COVID-19 vaccines are usually administered by intramuscular injection, and are an
important part of our pandemic response.[205] An opportunity to screen for AF amongst attendees for vaccination has been promoted.[206] In AF patients treated with NOACs, it is advisable to follow the scheme for “minor
risk” interventions, and therefore, it is not necessary to withhold any NOAC dosage
before and after the injection procedure.[207] However, it is recommended to use a fine-gauge needle for injection, and apply firm
pressure for 5 to 10 minutes after the injection.
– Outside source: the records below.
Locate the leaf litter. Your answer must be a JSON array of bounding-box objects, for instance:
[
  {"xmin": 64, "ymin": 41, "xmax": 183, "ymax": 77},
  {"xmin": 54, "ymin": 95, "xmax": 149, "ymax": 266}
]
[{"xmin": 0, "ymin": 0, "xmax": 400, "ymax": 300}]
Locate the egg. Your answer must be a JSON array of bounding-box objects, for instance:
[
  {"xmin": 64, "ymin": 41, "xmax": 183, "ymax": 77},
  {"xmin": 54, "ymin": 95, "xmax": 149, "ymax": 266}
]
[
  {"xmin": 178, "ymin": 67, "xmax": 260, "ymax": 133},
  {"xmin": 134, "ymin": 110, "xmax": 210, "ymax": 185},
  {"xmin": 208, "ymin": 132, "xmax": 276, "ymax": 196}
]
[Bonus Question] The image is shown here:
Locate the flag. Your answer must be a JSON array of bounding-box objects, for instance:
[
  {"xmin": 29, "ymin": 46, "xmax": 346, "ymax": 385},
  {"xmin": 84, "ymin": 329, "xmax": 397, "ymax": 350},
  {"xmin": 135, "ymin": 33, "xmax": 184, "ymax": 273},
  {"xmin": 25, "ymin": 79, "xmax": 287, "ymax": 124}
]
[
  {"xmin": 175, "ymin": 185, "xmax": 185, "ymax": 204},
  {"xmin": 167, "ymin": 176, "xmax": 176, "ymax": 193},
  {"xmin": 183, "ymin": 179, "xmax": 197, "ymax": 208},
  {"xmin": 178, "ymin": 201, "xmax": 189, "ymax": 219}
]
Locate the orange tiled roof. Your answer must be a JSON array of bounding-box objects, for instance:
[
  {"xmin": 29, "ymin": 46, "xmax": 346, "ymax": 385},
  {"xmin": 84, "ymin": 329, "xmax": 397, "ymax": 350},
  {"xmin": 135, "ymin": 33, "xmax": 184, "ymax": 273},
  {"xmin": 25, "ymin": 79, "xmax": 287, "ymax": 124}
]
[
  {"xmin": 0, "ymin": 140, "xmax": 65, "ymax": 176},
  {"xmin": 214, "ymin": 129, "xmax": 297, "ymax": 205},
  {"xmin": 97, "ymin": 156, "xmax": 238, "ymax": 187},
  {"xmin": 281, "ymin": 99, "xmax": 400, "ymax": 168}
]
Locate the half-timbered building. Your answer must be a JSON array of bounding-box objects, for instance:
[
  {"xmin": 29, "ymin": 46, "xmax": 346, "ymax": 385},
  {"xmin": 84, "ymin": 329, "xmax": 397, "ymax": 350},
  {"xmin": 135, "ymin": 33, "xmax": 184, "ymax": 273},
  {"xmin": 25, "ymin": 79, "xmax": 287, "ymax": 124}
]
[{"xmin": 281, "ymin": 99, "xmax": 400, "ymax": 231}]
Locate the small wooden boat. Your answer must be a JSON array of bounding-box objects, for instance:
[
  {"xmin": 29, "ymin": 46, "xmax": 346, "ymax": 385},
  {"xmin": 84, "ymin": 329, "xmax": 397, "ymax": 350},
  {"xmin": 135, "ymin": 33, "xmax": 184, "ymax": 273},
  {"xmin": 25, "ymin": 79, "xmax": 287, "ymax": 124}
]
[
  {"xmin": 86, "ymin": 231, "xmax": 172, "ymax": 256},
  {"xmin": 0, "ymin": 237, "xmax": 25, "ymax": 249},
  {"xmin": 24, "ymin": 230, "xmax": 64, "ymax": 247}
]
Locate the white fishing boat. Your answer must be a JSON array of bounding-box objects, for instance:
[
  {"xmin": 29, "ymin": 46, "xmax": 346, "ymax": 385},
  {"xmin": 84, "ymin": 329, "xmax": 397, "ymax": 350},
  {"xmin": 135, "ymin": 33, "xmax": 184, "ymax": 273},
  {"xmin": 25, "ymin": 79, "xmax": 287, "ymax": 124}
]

If the scheduled NOAC dosage is
close to the injection time before, the scheduled NOAC dosage may be postponed until
after the injection if no progression of local hematoma noted.
Recommendations
-
For outpatients with AF during the COVID-19 pandemic, NOAC therapy as a replacement
of VKA (unless contraindicated) may be considered.
-
For AF patients already treated with NOACs or VKA and infected with COVID-19 and particularly
in case of severe infection requiring hospitalization or critical care, conversion
from NOAC or VKA into LMWH during the hospitalization course of COVID-19 infection
may be considered.
-
In AF patients taking NOACs and planned to receive COVID-19 vaccine injection, it
is advisable to follow the scheme for “minor risk” interventions, and therefore, it
is not necessary to withhold any NOAC dosage before and after the injection procedure.